The first time I had something emotionally difficult happen to me was prior to the time memories stayed in my mind. It was really more of just something I was told had happened as opposed to something I remember. My parents were divorced when I was young, but that’s not the part that has stayed with me all this time; it’s that my Dad chose my 1st birthday (after my party) to actually move out. Recalling the number of times that the thought has passed through my mind of there being 365 days in a year and he picked that one to leave is far too many to recall. But what made this situation even better was that I first learned of his “leaving date” in a newspaper article in the Democrat and Chronicle about my 90 year old Great Grandmother’s birthday party. I think I was about 7 or 8 when I read the article, I mean I was so excited to see myself pictured in the newspaper so of course I read the corresponding article.
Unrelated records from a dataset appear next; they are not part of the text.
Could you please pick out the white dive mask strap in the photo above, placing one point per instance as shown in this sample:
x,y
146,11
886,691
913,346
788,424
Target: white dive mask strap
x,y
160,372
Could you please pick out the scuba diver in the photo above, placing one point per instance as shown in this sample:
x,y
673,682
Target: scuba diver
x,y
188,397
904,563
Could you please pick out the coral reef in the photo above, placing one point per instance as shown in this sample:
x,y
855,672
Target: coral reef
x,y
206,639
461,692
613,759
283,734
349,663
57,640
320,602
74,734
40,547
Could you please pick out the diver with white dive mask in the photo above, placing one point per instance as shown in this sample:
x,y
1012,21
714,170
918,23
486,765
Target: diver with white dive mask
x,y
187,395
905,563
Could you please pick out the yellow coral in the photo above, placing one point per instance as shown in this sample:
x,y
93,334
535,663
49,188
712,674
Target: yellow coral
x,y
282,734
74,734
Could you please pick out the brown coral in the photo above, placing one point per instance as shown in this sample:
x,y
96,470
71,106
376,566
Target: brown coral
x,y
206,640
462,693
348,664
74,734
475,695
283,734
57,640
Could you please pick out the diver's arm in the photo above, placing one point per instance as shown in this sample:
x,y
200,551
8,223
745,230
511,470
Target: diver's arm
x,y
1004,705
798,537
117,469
I’m sure the writer didn’t mean any harm but the way they asked my dad in an interview, “why he left” his answer hit a cord deep in my heart that will never fully fade away. (I mean it’s in print so how can it ever leave me completely?)
His first reaction was to call me and try to explain that the reporter had taken his words out of context. It made sense to me that he “couldn’t wait to move out of Rochester.” What was there that could possibly make him want to stay, right? I know that my Dad traveled home many weekends to “spend time” with me; but I also recall that the more birthdays or special events that he just happened to be “really busy at work and couldn’t make” began to overshadow the good visits in my memories.
The most positive message that I can take away from this emotional scar is that for me, EVERYDAY is important and special. And for my children, I vowed to never let work keep me away from any of their birthdays or special events. To this day, I have been at every dance show, music recital, karate demonstration, birthday party, cheerleading event and all the other small seemingly insignificant yet somehow powerfully important days in between. I can’t remember if it was my daughter’s 2nd or 3rd birthday that I was scheduled to be at a meeting in St. Louis for work. I do remember telling my boss that I would be there and give 150% at the meeting in the days prior to her birthday, but on her birthday I would move hell and high water to make sure I was with her.
So one might say that in a very round about way, the gift I received on my first birthday wasn't actually an emotional scar but an awakening. The true importance that special days can play as a significant role in our lives and those we care most about around us.